On a crisp spring morning, I am on a bike waiting at an intersection in Zeeburg, a neighborhood on Amsterdam’s east side, watching the city’s teeming two-wheeled morning commute. “Tom?” I hear, as Tim Krabbe rolls up on an Eddy Merckx road bike, tanned, thin, with no sunglasses, his bushy, grey-flecked eyebrows and twinkling eyes peeking out from his helmet.
He looks both ways, then rolls through the red light, motioning me forward. “I’m known,” he says, as we settle in, two abreast, “for not waiting for red lights.”
With the 40th anniversary of The Rider approaching, I had come to Amsterdam to catch up with this writer/racer/chess master, who has always been something of an enigma. Could he still be riding? What does he make of the book’s curious four-decade journey? Which of the characters in the book were real, and which were ghosts of Krabbe’s imagination?
We’re heading to the meeting spot of the Tuesday ride with his cycling club, the Windjammers, a wide-ranging group of locals (Dutch nationals and expats). Krabbe tells me that, as of last December, he has “retired” from the Windjammers’ “A” squad, as he terms it, which does a harder, faster ride on Thursdays. In my honour, however, in addition to the fact that he will be turning 74 this Thursday, he has agreed to do both.
The ride is a 45-mile loop around the “waterlands” north of the city. It’s all narrow roads, flat green polders, some archetypal tulips, tidy houses on canals, cows, minor ascents of earthen dikes, and wind – the legendary “Dutch mountains” and “Dutch descents”. The first thing I notice about Krabbe is how strong he is, unafraid to take lengthy pulls up front, even to take on a sprint or two.
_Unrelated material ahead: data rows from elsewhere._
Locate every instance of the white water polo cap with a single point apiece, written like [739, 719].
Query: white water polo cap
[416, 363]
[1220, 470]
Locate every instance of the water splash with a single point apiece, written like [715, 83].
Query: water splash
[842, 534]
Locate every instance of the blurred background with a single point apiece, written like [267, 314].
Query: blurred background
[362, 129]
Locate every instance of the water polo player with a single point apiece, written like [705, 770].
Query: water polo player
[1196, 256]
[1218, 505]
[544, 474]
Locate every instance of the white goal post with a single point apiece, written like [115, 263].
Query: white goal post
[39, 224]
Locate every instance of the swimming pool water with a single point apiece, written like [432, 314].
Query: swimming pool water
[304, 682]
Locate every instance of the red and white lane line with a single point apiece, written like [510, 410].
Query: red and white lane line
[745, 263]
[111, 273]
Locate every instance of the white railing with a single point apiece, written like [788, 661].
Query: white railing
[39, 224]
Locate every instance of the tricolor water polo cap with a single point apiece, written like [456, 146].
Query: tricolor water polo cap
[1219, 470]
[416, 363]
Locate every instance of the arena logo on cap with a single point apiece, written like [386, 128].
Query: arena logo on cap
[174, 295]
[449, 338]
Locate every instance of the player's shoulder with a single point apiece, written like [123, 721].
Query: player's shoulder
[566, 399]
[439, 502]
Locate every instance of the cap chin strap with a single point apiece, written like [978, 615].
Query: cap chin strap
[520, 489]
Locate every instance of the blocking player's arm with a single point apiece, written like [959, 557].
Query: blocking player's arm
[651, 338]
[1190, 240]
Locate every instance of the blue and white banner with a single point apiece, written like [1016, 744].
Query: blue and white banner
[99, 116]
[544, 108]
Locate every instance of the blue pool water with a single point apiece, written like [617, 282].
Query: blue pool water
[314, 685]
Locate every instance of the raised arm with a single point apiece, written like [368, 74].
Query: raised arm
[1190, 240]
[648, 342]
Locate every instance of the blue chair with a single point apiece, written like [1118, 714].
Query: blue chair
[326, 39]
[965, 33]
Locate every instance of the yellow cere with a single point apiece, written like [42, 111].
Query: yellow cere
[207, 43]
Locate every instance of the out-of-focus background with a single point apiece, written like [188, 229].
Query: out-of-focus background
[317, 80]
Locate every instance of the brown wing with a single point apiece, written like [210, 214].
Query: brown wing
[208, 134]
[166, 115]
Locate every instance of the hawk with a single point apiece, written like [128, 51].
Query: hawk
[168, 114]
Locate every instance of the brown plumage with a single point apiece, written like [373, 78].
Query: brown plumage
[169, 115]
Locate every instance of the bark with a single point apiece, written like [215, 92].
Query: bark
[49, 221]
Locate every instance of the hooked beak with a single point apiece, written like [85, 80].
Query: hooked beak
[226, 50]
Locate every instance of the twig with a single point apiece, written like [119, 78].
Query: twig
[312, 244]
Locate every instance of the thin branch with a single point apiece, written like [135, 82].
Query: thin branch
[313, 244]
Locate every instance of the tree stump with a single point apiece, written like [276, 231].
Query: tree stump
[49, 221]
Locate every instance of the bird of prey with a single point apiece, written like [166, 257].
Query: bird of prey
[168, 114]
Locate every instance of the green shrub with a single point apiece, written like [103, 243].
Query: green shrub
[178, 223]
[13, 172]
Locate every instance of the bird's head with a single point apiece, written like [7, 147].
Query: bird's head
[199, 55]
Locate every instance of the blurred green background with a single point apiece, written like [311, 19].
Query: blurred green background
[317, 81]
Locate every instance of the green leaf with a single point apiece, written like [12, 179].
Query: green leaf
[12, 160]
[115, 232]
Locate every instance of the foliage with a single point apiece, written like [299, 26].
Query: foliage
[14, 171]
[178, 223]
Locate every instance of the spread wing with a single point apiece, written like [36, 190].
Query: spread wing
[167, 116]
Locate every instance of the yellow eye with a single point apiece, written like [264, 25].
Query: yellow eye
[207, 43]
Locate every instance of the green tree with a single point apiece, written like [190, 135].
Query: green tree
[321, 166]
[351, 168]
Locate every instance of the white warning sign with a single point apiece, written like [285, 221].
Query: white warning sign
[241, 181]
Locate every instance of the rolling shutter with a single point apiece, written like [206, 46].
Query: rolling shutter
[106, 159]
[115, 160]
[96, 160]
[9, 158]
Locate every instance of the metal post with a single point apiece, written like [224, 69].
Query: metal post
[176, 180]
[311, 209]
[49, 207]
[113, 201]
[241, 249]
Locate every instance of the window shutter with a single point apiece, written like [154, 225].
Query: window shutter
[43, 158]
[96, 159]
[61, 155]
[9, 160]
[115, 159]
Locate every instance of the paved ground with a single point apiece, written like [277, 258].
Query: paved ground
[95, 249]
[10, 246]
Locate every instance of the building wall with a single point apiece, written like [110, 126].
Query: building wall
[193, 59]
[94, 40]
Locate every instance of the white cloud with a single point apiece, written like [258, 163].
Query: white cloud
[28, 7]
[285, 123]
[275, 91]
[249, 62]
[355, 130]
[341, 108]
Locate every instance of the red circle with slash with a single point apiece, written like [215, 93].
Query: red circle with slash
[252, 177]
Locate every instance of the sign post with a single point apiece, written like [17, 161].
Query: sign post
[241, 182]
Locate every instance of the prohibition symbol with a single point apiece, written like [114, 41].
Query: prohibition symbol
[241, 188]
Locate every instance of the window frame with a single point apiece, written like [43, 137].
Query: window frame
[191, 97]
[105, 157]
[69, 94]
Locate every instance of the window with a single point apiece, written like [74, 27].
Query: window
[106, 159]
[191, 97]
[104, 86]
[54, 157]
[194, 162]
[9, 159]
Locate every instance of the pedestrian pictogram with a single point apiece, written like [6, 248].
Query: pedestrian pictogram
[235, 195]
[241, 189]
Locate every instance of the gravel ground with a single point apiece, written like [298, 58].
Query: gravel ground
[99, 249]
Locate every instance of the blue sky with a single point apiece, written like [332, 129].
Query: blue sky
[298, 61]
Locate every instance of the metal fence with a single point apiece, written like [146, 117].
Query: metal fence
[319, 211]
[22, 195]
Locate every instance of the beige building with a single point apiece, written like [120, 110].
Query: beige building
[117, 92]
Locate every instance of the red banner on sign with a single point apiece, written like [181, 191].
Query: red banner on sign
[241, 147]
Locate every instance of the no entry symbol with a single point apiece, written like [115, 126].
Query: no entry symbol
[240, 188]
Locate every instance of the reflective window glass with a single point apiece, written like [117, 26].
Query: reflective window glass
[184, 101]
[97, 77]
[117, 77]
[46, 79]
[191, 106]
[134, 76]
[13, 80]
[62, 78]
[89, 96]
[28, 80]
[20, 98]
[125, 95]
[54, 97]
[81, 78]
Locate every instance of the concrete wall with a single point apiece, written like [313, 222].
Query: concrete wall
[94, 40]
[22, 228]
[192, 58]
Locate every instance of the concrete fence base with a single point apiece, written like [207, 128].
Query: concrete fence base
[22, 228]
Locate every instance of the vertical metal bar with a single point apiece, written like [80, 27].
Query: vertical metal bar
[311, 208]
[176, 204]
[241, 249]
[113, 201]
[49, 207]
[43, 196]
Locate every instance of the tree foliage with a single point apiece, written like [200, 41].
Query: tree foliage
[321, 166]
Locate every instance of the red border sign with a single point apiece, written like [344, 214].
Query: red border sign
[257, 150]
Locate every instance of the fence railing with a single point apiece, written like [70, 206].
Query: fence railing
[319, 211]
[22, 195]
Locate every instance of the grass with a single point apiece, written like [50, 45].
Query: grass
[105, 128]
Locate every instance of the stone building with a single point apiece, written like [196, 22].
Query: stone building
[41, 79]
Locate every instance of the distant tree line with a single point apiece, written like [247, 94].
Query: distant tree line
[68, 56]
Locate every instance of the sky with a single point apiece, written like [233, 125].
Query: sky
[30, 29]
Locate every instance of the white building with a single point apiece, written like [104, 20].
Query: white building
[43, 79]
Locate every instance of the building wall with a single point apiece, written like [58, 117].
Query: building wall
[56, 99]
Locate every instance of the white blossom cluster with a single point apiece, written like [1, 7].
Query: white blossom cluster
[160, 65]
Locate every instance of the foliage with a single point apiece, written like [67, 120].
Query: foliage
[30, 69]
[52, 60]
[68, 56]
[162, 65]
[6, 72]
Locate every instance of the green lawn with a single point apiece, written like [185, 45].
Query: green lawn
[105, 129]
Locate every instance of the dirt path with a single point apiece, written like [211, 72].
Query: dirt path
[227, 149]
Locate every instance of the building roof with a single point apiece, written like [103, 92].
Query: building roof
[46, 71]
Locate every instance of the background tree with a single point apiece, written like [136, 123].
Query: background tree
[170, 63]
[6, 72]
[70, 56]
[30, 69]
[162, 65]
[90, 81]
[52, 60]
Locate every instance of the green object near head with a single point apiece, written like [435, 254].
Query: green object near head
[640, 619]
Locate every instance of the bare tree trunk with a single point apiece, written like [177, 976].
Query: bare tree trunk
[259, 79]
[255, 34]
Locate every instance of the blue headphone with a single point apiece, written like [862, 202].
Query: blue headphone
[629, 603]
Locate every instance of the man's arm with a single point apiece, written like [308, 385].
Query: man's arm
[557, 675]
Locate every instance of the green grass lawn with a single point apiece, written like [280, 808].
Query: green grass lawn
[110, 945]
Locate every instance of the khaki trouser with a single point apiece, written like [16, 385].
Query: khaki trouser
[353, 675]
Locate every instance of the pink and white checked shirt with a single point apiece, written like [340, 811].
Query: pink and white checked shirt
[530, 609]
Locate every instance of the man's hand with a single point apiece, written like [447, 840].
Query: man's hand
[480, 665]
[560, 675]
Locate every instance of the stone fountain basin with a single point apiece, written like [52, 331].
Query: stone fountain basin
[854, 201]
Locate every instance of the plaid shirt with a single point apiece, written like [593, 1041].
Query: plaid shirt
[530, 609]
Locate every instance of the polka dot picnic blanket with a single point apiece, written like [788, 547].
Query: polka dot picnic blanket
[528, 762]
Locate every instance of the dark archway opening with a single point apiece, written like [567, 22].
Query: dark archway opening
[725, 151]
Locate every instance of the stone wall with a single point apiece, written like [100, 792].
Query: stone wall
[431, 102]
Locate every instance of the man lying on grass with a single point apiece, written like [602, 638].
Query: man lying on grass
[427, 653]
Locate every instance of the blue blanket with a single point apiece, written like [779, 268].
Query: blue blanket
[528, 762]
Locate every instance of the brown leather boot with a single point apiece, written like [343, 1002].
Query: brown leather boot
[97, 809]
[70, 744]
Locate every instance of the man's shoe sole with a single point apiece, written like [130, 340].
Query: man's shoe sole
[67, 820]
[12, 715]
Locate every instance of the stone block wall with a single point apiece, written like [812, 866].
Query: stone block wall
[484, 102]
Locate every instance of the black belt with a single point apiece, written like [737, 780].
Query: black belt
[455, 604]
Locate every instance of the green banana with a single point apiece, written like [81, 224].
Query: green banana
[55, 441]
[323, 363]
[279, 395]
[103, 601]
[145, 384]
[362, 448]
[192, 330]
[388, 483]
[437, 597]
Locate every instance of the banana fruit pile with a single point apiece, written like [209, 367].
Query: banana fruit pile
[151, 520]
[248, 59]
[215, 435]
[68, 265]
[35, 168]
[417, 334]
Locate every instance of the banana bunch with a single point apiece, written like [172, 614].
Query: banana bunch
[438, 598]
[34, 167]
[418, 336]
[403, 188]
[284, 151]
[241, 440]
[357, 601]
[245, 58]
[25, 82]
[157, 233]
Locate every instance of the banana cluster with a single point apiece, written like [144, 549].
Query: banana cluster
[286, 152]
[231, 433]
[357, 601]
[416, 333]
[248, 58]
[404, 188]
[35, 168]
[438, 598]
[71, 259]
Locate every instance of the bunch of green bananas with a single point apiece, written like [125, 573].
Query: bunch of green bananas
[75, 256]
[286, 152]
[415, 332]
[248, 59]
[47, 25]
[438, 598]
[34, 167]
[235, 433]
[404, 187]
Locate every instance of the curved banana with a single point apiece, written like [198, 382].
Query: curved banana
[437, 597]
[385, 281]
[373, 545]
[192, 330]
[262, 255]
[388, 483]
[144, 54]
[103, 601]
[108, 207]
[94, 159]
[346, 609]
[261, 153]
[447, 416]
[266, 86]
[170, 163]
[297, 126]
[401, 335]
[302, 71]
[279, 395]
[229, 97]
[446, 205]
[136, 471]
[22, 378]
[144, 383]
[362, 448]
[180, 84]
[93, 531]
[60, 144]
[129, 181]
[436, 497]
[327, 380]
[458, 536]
As the ride continues, I never seem to find him alongside me so I watch from a distance as he banters and jokes with the peloton, mostly in Dutch, a combination of slightly cantankerous (and essentially deaf in one ear) elder statesman and merry prankster.
Paul Santen, a former Dutch Basketball League player and now a sports marketer who helped found the group a few years back (the name, he says, is a mashup of Holland’s seafaring past, the fact that many of its riders seemed to be tall – like the ships – and the idea that “that’s what we do, we literally jam the wind”), tells me, as we stop at a member’s farmhouse midride for coffee and cake, that he met Krabbe one day six years ago by chance at a red light.
“One of the few that he stopped for,” he jokes. Santen, well aware of who he was, invited him to join the group. “He was still racing,” he says, “and he said he’d be happy to join.” On the first ride, Krabbe crashed and badly bruised his ribs. “I thought, oh no, not him,” says Santen. “He’ll never ride with us again.”